Dün Tayyip Erdoğan’ın baş dostu olup da bugün baş düşmanı olan Ahmet Altan türü liberaller, onu yıpratmak için ne mümkünse yapıyorlar.
Bu konudaki baş müttefikleri de Fethullahçılar.
Fethullahçıların 17-25 Aralık ses kayıtlarını delil gösterip, Tayyip Erdoğan’a “Çaldın” diyorlar.
Acaba milletin nezdinde ne kadar inandırıcı oluyorlar?
Çünkü Ergenekon, Balyoz gibi davaların delili olan Fethullahçıların CD’leri sahte çıkmadı mı?
Millet Fethullahçıların 17-25 Aralık ses kayıtlarına da “Acaba bunlar da sahte mi” diye şüpheyle bakmaz mı?
Kaldı ki başkasına “Kirli” diyenin önce kendisinin temiz olması lazım.
Başkasına “Çaldın” diyenin önce kendisinin çalmaması lazım.
Peki mesela dün Tayyip Erdoğan’ın baş dostu olup da bugün baş düşmanı olan Ahmet Altan böyle biri mi?
Hadi gelin gerilere, 13 Kasım 1993 gününe götüreyim sizi.
O zaman Sabah gazete grubunda çalışmaktaydım ve başyazarı olduğum gazetede 13 Kasım 1993 günü Atakürt! başlıklı bir yazı yazmıştım.
Bana Atakürt esprisinin ilhamını veren de o günlerde bir Alman milletvekilinin, “Abdullah Öcalan, Kürtlerin Atatürk’üdür” diye konuşmasıydı.
Bu fikirde olan sadece o değildi; diğer Alman milletvekilleri de bu konuşmaya destek olmuşlardı.
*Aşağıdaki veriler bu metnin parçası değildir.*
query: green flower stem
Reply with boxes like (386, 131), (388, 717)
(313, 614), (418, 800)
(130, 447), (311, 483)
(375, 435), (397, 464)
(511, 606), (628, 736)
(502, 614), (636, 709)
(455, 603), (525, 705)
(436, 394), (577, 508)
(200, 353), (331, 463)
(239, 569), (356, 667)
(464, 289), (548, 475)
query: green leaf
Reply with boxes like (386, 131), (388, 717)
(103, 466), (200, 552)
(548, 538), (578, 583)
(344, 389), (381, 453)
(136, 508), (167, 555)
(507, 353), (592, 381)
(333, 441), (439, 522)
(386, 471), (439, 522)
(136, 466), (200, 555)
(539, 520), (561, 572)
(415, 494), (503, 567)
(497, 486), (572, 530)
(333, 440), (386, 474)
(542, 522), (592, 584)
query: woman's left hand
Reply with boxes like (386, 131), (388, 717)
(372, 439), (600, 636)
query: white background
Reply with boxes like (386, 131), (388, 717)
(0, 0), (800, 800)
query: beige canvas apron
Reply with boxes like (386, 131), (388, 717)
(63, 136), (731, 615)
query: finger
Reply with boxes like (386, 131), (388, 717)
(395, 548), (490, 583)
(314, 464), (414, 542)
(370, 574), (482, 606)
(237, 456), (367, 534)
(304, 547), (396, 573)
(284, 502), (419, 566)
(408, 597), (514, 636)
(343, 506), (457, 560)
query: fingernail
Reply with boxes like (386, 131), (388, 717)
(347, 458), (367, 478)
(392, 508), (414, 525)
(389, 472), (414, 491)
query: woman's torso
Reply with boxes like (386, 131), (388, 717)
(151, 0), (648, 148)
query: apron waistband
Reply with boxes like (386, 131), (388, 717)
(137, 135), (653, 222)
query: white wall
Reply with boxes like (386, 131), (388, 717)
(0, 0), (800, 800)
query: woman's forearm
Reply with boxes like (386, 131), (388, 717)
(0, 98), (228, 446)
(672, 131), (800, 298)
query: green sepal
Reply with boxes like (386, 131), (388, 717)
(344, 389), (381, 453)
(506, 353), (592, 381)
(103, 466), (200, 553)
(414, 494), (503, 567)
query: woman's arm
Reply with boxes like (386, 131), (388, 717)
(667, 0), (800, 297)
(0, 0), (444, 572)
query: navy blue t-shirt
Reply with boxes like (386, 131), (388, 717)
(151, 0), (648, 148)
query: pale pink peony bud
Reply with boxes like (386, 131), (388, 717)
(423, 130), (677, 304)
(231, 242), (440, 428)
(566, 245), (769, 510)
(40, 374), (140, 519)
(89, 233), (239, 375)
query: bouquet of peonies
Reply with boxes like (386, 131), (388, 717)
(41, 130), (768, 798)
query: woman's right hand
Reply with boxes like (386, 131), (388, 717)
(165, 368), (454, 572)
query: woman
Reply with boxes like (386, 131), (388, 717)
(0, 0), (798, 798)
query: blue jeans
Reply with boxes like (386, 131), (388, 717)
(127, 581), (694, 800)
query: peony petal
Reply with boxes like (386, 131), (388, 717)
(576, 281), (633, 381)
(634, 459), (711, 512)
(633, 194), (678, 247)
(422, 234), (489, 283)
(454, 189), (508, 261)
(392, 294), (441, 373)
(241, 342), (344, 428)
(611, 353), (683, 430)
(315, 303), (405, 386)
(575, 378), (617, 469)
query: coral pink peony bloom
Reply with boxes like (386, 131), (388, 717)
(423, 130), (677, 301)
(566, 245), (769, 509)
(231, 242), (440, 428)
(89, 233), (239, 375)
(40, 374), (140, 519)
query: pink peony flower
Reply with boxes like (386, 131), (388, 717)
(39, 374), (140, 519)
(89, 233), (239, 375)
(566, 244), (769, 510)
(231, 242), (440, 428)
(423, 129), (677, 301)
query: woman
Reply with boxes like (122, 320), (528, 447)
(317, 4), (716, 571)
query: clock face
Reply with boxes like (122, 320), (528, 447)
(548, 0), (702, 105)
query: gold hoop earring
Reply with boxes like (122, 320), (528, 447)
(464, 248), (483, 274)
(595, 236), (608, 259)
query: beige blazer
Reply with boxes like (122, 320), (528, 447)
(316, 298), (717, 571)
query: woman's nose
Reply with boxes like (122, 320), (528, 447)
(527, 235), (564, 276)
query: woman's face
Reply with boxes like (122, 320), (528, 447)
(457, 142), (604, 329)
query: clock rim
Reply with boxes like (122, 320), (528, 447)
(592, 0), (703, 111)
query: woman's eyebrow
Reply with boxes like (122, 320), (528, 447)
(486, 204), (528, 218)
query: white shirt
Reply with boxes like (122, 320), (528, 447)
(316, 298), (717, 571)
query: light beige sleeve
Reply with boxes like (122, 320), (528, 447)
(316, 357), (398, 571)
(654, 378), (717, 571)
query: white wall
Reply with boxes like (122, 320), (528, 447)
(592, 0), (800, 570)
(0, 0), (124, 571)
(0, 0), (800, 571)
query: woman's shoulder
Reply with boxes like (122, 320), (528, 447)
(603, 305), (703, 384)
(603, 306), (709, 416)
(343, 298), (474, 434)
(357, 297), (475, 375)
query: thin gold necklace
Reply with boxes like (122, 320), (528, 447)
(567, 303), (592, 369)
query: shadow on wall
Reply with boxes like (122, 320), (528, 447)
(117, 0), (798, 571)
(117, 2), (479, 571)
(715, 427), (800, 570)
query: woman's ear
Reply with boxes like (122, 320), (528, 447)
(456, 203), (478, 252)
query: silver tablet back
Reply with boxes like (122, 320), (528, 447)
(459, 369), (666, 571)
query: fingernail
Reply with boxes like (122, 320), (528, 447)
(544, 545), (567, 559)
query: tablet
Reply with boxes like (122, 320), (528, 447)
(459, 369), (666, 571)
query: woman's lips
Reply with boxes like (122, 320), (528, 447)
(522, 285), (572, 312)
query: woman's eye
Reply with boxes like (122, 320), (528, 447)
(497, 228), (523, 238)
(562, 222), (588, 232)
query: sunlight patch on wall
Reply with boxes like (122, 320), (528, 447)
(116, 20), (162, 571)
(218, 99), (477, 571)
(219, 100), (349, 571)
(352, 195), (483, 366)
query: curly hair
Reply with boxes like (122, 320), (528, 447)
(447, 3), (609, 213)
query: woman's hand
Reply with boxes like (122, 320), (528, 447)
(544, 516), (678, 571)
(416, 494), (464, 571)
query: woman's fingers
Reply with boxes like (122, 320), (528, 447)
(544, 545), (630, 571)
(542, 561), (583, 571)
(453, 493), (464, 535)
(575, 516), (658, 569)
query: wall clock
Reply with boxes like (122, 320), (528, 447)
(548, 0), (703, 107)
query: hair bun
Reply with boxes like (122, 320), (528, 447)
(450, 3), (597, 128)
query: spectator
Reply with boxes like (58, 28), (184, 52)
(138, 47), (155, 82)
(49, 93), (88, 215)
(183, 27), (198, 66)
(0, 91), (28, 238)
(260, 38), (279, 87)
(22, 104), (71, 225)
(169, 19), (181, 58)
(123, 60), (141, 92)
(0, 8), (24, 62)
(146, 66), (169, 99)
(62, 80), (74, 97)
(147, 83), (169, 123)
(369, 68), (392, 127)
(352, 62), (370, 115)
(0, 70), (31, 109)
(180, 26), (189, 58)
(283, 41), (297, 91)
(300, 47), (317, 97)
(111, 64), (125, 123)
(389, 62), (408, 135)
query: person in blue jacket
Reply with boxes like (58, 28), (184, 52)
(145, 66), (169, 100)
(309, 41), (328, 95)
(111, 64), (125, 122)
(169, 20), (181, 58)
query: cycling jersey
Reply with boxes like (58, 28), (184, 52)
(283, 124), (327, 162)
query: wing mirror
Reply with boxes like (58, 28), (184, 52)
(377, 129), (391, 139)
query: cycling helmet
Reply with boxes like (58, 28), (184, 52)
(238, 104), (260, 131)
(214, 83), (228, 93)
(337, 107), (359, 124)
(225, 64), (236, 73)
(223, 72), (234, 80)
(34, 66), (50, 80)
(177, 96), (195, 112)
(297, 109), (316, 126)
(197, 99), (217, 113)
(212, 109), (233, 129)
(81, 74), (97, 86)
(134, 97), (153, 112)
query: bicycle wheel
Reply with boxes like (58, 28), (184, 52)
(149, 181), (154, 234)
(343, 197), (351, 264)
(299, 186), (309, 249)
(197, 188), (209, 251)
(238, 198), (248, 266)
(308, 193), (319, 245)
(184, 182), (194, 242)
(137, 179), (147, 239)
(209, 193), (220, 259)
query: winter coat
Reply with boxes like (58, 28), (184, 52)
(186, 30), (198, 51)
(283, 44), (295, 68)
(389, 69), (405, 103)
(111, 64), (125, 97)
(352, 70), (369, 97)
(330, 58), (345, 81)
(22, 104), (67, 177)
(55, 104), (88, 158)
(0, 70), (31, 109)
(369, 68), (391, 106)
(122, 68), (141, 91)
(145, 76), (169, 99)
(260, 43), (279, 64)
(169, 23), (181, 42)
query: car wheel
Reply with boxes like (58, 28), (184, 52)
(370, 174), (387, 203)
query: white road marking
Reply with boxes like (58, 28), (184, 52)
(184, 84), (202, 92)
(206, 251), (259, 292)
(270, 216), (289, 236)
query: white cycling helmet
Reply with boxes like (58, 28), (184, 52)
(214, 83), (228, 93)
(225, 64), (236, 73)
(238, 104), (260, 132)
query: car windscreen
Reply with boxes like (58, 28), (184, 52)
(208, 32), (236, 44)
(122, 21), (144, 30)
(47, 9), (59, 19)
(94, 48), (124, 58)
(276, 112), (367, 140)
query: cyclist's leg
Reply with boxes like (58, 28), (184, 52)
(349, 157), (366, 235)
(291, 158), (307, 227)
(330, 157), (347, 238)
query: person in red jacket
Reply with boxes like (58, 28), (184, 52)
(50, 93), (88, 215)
Bugün Ermeni soykırımını kabul eden Alman milletvekilleri, o gün de Abdullah Öcalan’ı Kürtlerin Atatürk’ü olarak görmekte, kabul etmekteydi.
İşte Alman milletvekillerinin bu yaklaşımından yola çıkarak, espriyle karışık dedim ki; “Bunlar yakında Abdullah Öcalan’ın soyadını Atakürt olarak değiştirirlerse hiç şaşmayalım!”
Ve ardından Atakürt başlığına uygun bir yazı yazdım.
Aradan uzun bir süre geçti.
Derken Milliyet gazetesinde Ahmet Altan’ın, “Atakürt” başlıklı bir yazısı çıktı.
Bu başlıklı yazıyı daha önce ben yazmama rağmen yine de hiç ses çıkartmadım.
Çünkü birçok yazı başlığımın, yazı içeriğimin başkaları tarafından çalınmasına alışıktım.
Ancak bu yazı nedeniyle Ahmet Altan’a yönelik baskılar artınca, “Asıl suçlu Ahmet Altan değil benim; çünkü Atakürt başlıklı yazıyı Ahmet Altan’dan önce ben yazmıştım” şeklinde bir yazı kaleme aldım.
Ne var ki bu koruyucu tavrıma rağmen Ahmet Altan’ın sitemiyle karşılaştım.
Ahmet Altan, “Niye Atakürt başlıklı yazıyı benden önce senin yazdığını açıkladın; beni hırsız yaptın” diyerek bana sitem etti.
Ardından da benimle selamı sabahı kesti.
Sen başkasına ait bir yazı başlığını ya da başkasına ait bir yazı içeriğini alıntı yaptığını belirtmeden kendin yazmış gibi kullanırsan, bunun adı alıntı değil çalıntı olmaz mı?
Ahmet Altan göre, Atakürt başlıklı yazının benden çalıntı olduğunu açık etmemeliydim.
Oysa Ahmet Altan bana sitem edeceğine, tavır alacağına, çıkıp özür dileyebilirdi.
Nitekim Gülay Göktürk, bir çalıntı yazı nedeniyle çıkıp mertçe özür dilemişti.
Ve de mahçup bir ifadeyle, “Bir hata yaptım; bir çocukluk yaptım; komşunun bahçesinden erik çaldım” demişti.
Neyse yeniden konumuza, Fethullahçıların 17-25 Aralık ses kayıtlarına gönderme yapıp Tayyip Erdoğan’a “Çaldın” diyen Ahmet Altan gibilere dönüp yazımızı noktalayalım.
Dedim ya, başkasına “Çaldın” diyenin, önce kendisinin çalmaması lazım.
Başkasına “Kirli” diyenin, önce kendisinin temiz olması lazım.
Böyle olmazsan inandırıcı olamazsın.